Furthermore, it was examined whether the association with bronchial asthma was recognized in the races other than Japanese about the five related areas of bronchial asthma identified in this Example. Using 499 adult non-Hispanic white subjects with asthma and 639 control subjects obtained from Illumina's iControl database, 5 regions of 5SNPs (as a result of integrated analysis, bronchial in each region) Rs7686660, rs1837253, rs404860, rs10508372, the strongest association with asthma
rs1701704) was analyzed. As a result, rs1837253 present in 5q22 was significantly associated with bronchial asthma (P = 0.023). This suggests that there may be common genetic factors for adult asthma between Japanese and Caucasians in the region containing TSLP on the genome.
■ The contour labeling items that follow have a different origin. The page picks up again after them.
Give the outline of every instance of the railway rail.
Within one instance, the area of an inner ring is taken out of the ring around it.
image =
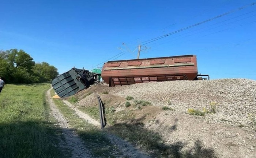
[[[106,119],[104,117],[104,107],[99,95],[97,94],[97,98],[99,102],[99,118],[101,120],[101,127],[103,128],[106,125]]]

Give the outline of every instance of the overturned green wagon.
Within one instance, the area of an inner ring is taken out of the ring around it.
[[[53,79],[52,85],[60,98],[74,95],[97,83],[100,74],[74,67]]]

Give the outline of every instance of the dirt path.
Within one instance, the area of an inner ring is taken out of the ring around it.
[[[91,123],[100,127],[100,124],[99,122],[77,109],[68,101],[64,100],[63,102],[70,108],[76,111],[76,114],[79,117],[87,120]],[[150,157],[147,155],[145,153],[140,151],[139,149],[134,147],[128,142],[124,141],[115,135],[109,134],[107,134],[107,136],[110,140],[111,143],[117,146],[118,150],[123,153],[123,155],[119,155],[119,156],[134,158],[149,158]]]
[[[50,92],[52,88],[47,91],[46,99],[52,111],[51,114],[58,120],[59,125],[63,129],[62,132],[66,141],[66,142],[61,141],[60,145],[61,147],[67,147],[71,149],[72,150],[72,158],[92,157],[89,154],[89,150],[84,148],[82,140],[69,128],[68,121],[61,115],[53,103]]]

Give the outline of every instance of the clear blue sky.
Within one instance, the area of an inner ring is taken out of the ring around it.
[[[23,50],[60,73],[91,70],[120,49],[115,60],[136,59],[142,42],[254,1],[0,0],[0,49]],[[212,79],[255,80],[256,29],[256,5],[148,43],[140,58],[193,54]]]

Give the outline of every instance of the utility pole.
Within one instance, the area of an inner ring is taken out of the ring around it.
[[[139,50],[138,51],[138,56],[137,57],[137,59],[138,59],[140,58],[140,45],[139,46]]]

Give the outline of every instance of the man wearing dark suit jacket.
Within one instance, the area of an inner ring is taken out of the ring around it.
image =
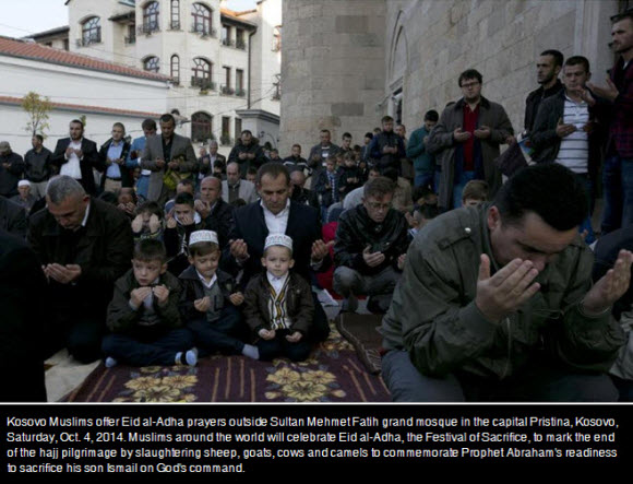
[[[258,189],[262,200],[235,213],[235,226],[225,249],[226,269],[237,274],[243,269],[240,284],[262,271],[261,258],[270,233],[283,233],[292,239],[294,270],[308,282],[313,271],[326,270],[331,263],[329,245],[321,238],[319,212],[289,200],[290,176],[280,163],[266,163],[258,172]],[[231,270],[232,269],[232,270]],[[325,311],[314,298],[315,312],[311,339],[323,341],[330,332]]]
[[[51,178],[47,208],[29,220],[27,240],[48,278],[47,356],[67,347],[82,363],[101,355],[115,281],[130,268],[130,221],[68,176]]]
[[[141,168],[152,170],[147,200],[157,201],[159,205],[165,204],[175,193],[163,181],[165,173],[171,169],[178,174],[179,178],[190,174],[190,178],[193,180],[198,165],[191,140],[176,134],[175,129],[176,119],[174,116],[169,114],[160,116],[160,135],[147,138],[143,150]],[[176,158],[181,158],[181,161],[178,162]]]
[[[96,143],[84,138],[82,121],[70,121],[70,138],[58,140],[50,163],[59,167],[60,175],[68,175],[82,184],[88,194],[96,194],[93,168],[103,172],[105,166],[99,160]]]
[[[0,229],[9,232],[15,237],[24,238],[27,226],[24,208],[0,196]]]

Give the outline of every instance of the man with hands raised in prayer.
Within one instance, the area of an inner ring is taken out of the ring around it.
[[[583,184],[559,164],[518,172],[491,204],[433,220],[411,243],[381,332],[396,401],[616,401],[624,343],[611,305],[633,255],[592,286]]]
[[[223,269],[234,276],[243,270],[240,284],[262,271],[261,258],[268,234],[285,234],[292,239],[295,271],[312,282],[314,271],[325,271],[332,264],[332,243],[322,240],[319,212],[312,206],[294,202],[290,197],[290,175],[280,163],[266,163],[258,170],[256,187],[261,201],[249,203],[235,212],[235,226],[223,255]],[[316,295],[313,341],[323,341],[330,332],[327,318]]]

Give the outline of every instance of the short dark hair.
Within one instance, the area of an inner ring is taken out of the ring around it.
[[[156,121],[154,119],[147,118],[141,123],[141,129],[156,130]]]
[[[439,119],[440,119],[440,115],[434,109],[430,109],[427,113],[425,113],[425,121],[438,122]]]
[[[620,22],[624,19],[629,19],[633,22],[633,9],[624,10],[623,12],[617,13],[616,15],[611,16],[611,23]]]
[[[481,73],[477,69],[467,69],[459,74],[459,79],[457,80],[457,84],[459,85],[459,87],[462,87],[462,81],[465,81],[467,79],[476,79],[477,82],[479,82],[479,84],[483,82],[483,78],[481,76]]]
[[[248,205],[248,203],[247,203],[247,201],[244,199],[235,199],[232,202],[229,203],[229,205],[235,206],[236,209],[238,209],[240,206]]]
[[[132,258],[143,262],[157,260],[160,263],[165,263],[167,262],[167,250],[165,250],[165,246],[160,240],[143,238],[134,246]]]
[[[117,200],[122,194],[130,194],[132,196],[132,201],[134,202],[134,204],[139,203],[139,197],[136,196],[136,191],[132,187],[121,187],[115,191],[115,194],[117,196]]]
[[[587,193],[581,179],[558,163],[528,166],[511,177],[492,202],[505,224],[521,224],[528,212],[557,231],[570,231],[587,217]]]
[[[554,66],[563,64],[564,57],[560,50],[547,49],[540,52],[541,56],[551,56],[554,58]]]
[[[146,202],[143,202],[139,206],[136,206],[136,215],[141,215],[142,213],[150,213],[151,215],[156,215],[158,220],[163,220],[163,217],[165,216],[160,205],[153,200],[147,200]]]
[[[183,187],[191,187],[195,191],[195,184],[191,178],[182,178],[178,181],[178,185],[182,185]]]
[[[119,197],[114,191],[101,191],[98,199],[111,205],[117,205],[119,203]]]
[[[385,194],[393,194],[395,191],[395,184],[386,177],[375,177],[365,184],[362,196],[368,199],[370,197],[384,197]]]
[[[255,178],[258,185],[261,185],[264,175],[268,175],[274,179],[283,176],[286,178],[286,186],[290,186],[290,174],[288,173],[288,168],[280,163],[265,163],[260,166],[260,169],[258,169],[258,177]]]
[[[202,241],[188,247],[191,257],[204,257],[213,252],[219,252],[219,246],[212,241]]]
[[[385,168],[381,175],[383,177],[389,178],[390,180],[392,180],[394,184],[397,182],[398,180],[398,170],[396,168],[394,168],[393,166],[390,166],[389,168]]]
[[[182,191],[174,199],[175,205],[190,205],[194,206],[193,196],[187,191]]]
[[[174,117],[174,115],[165,113],[163,116],[160,116],[160,122],[170,122],[170,121],[174,123],[174,126],[176,126],[176,118]]]
[[[568,60],[565,60],[565,67],[566,66],[581,66],[581,64],[585,68],[586,74],[592,72],[590,68],[589,68],[589,59],[587,59],[586,57],[572,56]]]

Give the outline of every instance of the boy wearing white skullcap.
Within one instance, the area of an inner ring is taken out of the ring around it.
[[[314,318],[314,302],[310,284],[290,271],[294,264],[292,239],[268,235],[262,257],[266,272],[253,278],[244,294],[244,316],[259,337],[260,359],[287,356],[300,362],[310,355],[306,335]]]
[[[222,352],[259,358],[256,346],[239,339],[247,329],[238,309],[243,295],[234,279],[217,269],[220,258],[217,234],[195,231],[189,238],[189,265],[181,272],[180,314],[194,335],[200,356]]]

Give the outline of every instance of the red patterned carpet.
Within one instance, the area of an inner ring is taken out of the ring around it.
[[[99,365],[68,402],[389,402],[353,346],[332,327],[310,359],[256,362],[243,356],[203,358],[196,367]]]

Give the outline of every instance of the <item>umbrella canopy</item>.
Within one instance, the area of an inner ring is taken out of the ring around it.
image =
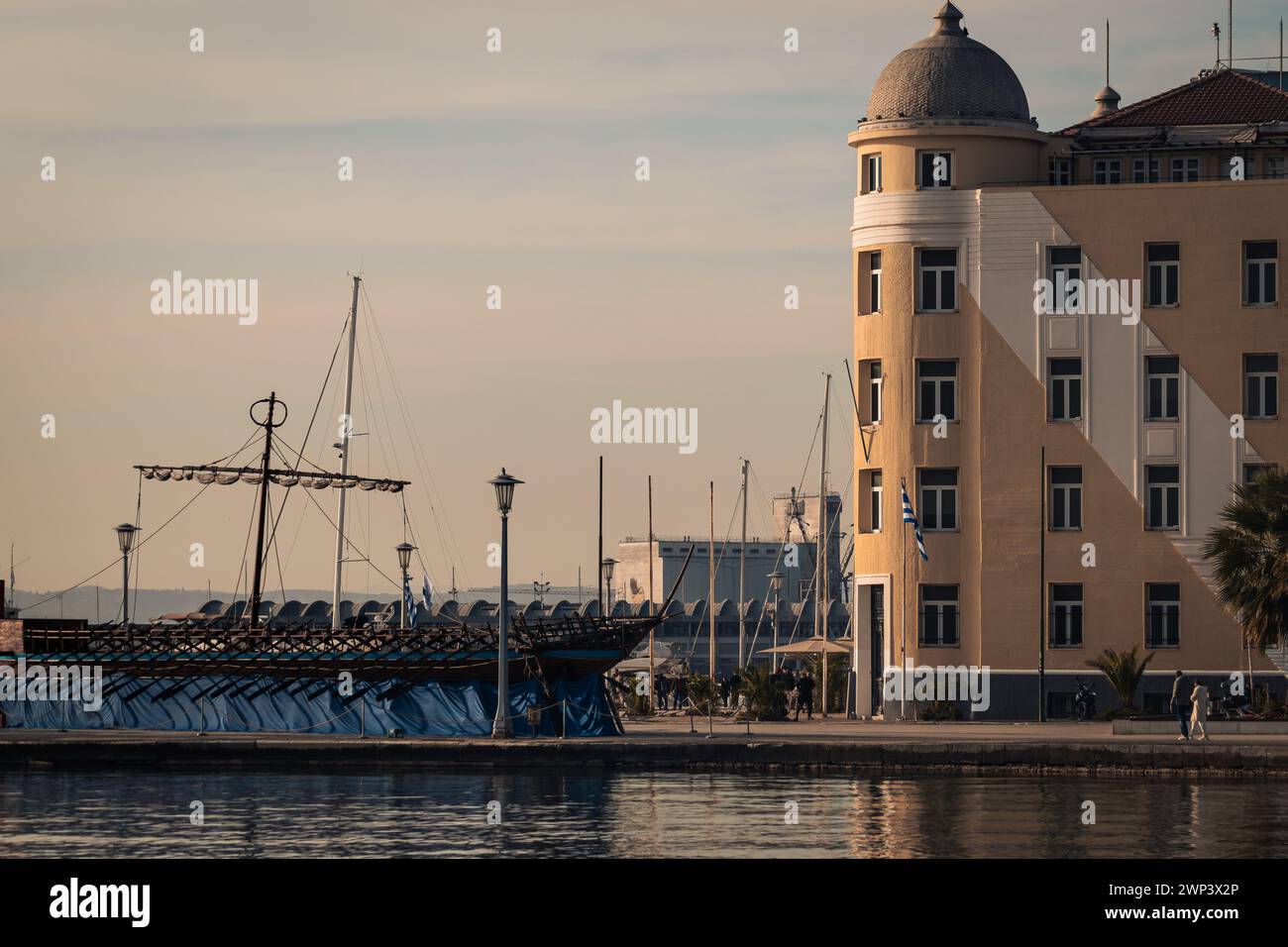
[[[838,644],[831,638],[823,638],[822,635],[814,635],[813,638],[806,638],[801,642],[792,642],[791,644],[782,644],[777,648],[765,648],[760,651],[761,655],[849,655],[850,649],[844,644]]]

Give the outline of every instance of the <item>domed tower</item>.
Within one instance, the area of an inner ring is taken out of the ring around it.
[[[849,137],[859,165],[854,602],[872,667],[858,706],[872,698],[875,709],[891,666],[987,664],[978,497],[996,419],[980,411],[979,188],[1045,178],[1050,142],[1015,72],[967,35],[961,10],[947,3],[934,21],[881,71]],[[902,528],[904,484],[929,560]]]
[[[1288,463],[1284,184],[1227,179],[1234,148],[1123,151],[1122,130],[1235,135],[1288,106],[1229,71],[1117,110],[1106,76],[1097,104],[1041,133],[1015,72],[948,3],[850,133],[860,710],[944,700],[921,674],[884,688],[900,667],[988,667],[965,715],[1066,715],[1088,658],[1141,646],[1141,706],[1166,706],[1170,673],[1247,657],[1202,553],[1231,472]],[[1079,298],[1055,291],[1070,283]],[[1256,415],[1242,435],[1240,405]]]

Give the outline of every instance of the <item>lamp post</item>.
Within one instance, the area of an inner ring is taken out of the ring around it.
[[[613,613],[613,566],[616,564],[617,559],[612,557],[599,563],[599,568],[604,575],[604,588],[608,589],[608,615]]]
[[[783,573],[774,569],[769,573],[769,588],[774,590],[774,647],[778,647],[778,595],[783,590]],[[773,652],[772,667],[778,673],[778,652]]]
[[[510,506],[514,505],[514,488],[523,483],[501,468],[501,473],[489,483],[496,490],[496,510],[501,514],[501,606],[496,622],[496,718],[492,720],[492,737],[509,738],[514,736],[510,727],[510,655],[506,636],[510,631]]]
[[[399,542],[394,549],[398,551],[398,567],[403,571],[403,607],[402,607],[402,622],[398,627],[407,627],[407,612],[411,604],[411,590],[407,585],[407,567],[411,566],[411,554],[416,551],[416,546],[411,542]]]
[[[121,523],[116,527],[116,542],[121,548],[121,627],[130,624],[130,550],[134,549],[134,533],[139,527]]]

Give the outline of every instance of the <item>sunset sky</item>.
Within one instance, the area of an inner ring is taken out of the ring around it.
[[[846,134],[877,73],[930,32],[938,6],[6,0],[0,541],[30,557],[19,588],[61,589],[111,563],[111,527],[134,518],[131,465],[229,454],[269,390],[289,403],[282,437],[298,446],[359,269],[426,463],[412,460],[363,322],[354,414],[372,437],[357,442],[355,472],[415,481],[408,509],[439,586],[450,564],[462,588],[496,585],[487,481],[501,465],[527,482],[511,517],[516,585],[538,572],[573,585],[578,566],[594,584],[600,452],[608,551],[647,532],[648,474],[658,532],[703,535],[714,479],[723,536],[741,456],[755,472],[752,531],[764,533],[766,497],[801,481],[824,371],[844,490]],[[970,35],[1016,71],[1045,130],[1088,115],[1104,84],[1103,48],[1081,50],[1084,27],[1103,31],[1110,17],[1112,82],[1127,104],[1209,67],[1208,30],[1225,28],[1226,9],[960,6]],[[1276,54],[1284,9],[1239,0],[1235,57]],[[193,27],[204,53],[189,52]],[[486,49],[491,27],[500,53]],[[799,53],[783,50],[788,27]],[[41,180],[45,156],[54,182]],[[352,182],[337,180],[341,156]],[[635,178],[640,156],[650,180]],[[173,271],[258,280],[258,322],[153,314],[149,285]],[[484,305],[492,285],[500,311]],[[783,308],[787,285],[800,287],[796,312]],[[328,466],[337,376],[309,443]],[[698,450],[592,443],[590,414],[614,399],[697,408]],[[44,415],[55,417],[52,439]],[[817,483],[811,466],[805,484]],[[144,535],[197,490],[146,483]],[[278,533],[285,580],[327,588],[334,539],[299,493]],[[334,515],[332,493],[312,495]],[[231,588],[252,500],[242,484],[211,487],[146,546],[142,585]],[[398,501],[354,505],[354,540],[393,575]],[[850,508],[846,496],[846,522]],[[205,568],[189,566],[193,542]],[[269,575],[272,589],[276,564]],[[118,584],[118,572],[97,581]],[[393,590],[375,575],[368,586],[362,566],[346,586]]]

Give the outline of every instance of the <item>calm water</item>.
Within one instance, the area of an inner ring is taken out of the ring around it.
[[[491,801],[501,825],[488,825]],[[1082,823],[1084,800],[1096,825]],[[193,826],[193,801],[205,825]],[[786,825],[796,803],[797,825]],[[1288,783],[685,772],[0,773],[15,856],[1271,857]]]

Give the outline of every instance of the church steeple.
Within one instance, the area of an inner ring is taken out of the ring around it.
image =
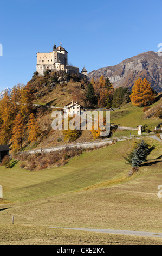
[[[54,44],[53,49],[54,49],[54,50],[56,49],[56,46],[55,44]]]

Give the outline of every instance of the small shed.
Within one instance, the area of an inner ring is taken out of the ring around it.
[[[9,147],[8,145],[0,145],[0,160],[6,155],[9,155]]]

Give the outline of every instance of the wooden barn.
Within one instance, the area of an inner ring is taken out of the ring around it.
[[[0,161],[2,160],[6,155],[9,155],[9,150],[8,145],[0,145]]]

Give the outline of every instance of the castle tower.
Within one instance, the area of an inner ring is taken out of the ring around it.
[[[81,73],[82,73],[83,75],[85,75],[85,76],[88,76],[88,72],[87,72],[87,71],[86,70],[86,69],[85,69],[85,66],[84,66],[84,68],[83,68],[83,69],[82,70]]]

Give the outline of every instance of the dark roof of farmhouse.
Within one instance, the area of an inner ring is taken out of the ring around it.
[[[86,70],[86,69],[85,69],[85,67],[84,66],[84,68],[83,68],[83,69],[82,70],[81,72],[87,72],[87,70]]]
[[[10,148],[8,145],[0,145],[0,151],[9,151]]]

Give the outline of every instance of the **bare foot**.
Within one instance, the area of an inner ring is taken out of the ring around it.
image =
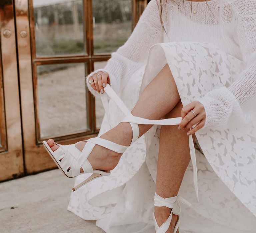
[[[155,207],[155,216],[156,222],[159,226],[161,226],[168,218],[172,209],[166,206],[159,207]],[[168,229],[166,233],[173,233],[174,227],[178,220],[178,215],[172,214],[172,221],[170,227]]]
[[[131,127],[129,123],[121,122],[101,135],[100,137],[120,145],[129,146],[132,138]],[[49,139],[47,143],[53,151],[59,147],[54,143],[53,139]],[[80,142],[77,143],[75,146],[81,151],[86,143],[86,141]],[[122,154],[96,144],[89,155],[88,160],[93,170],[109,171],[115,167]],[[82,168],[81,168],[80,172],[84,172]]]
  As described above, five regions related to bronchial asthma that meet the genome-wide level were found in the Japanese population. SNPs present in these regions are useful for examination of immune diseases such as bronchial asthma or obstructive pulmonary disease, and contribute to prevention and / or treatment of immune diseases such as bronchial asthma or obstructive pulmonary disease.

Claims (5)

Analyzing a single nucleotide polymorphism existing in any of the following regions (1) to (5) and examining an immune disease or obstructive pulmonary disease based on the analysis result, A method for determining the risk of onset of obstructive pulmonary disease and / or the presence or absence of onset.
(1) Chromosome long arm 31 region (2) Chromosome 12 long arm 13 region (3) Chromosome 10 short arm 14 region (4) Chromosome 5 long arm 22 region (5) Chromosome 6 short arm 21 region   The method according to claim 1, wherein the immune disease or obstructive pulmonary disease is bronchial asthma.   The single nucleotide polymorphism is a single nucleotide polymorphism in a base corresponding to the 61st base of the base sequence selected from SEQ ID NOs: 1 to 24 or a base in linkage disequilibrium with the base. Item 3. The method according to Item 1 or 2. A probe for examination of immune disease or obstructive pulmonary disease having the following sequence (1) or (2): (1) In a base sequence selected from SEQ ID NOs: 1 to 24, a sequence of 10 bases or more including the base at the 61st base number, or a complementary sequence thereof.
(2) A sequence of 10 bases or more including a base in a linkage disequilibrium relationship with the base corresponding to the 61st base of the base sequence selected from SEQ ID NOs: 1 to 24, or a complementary sequence thereof. Primer for examination of immune disease or obstructive pulmonary disease capable of amplifying the following region (1) or (2).
(1) In the base sequence selected from SEQ ID NOs: 1 to 24, a region containing the base at the 61st base number.
(2) A region containing a base in a linkage disequilibrium relationship with the base corresponding to the 61st base in the base sequence selected from SEQ ID NOs: 1 to 24.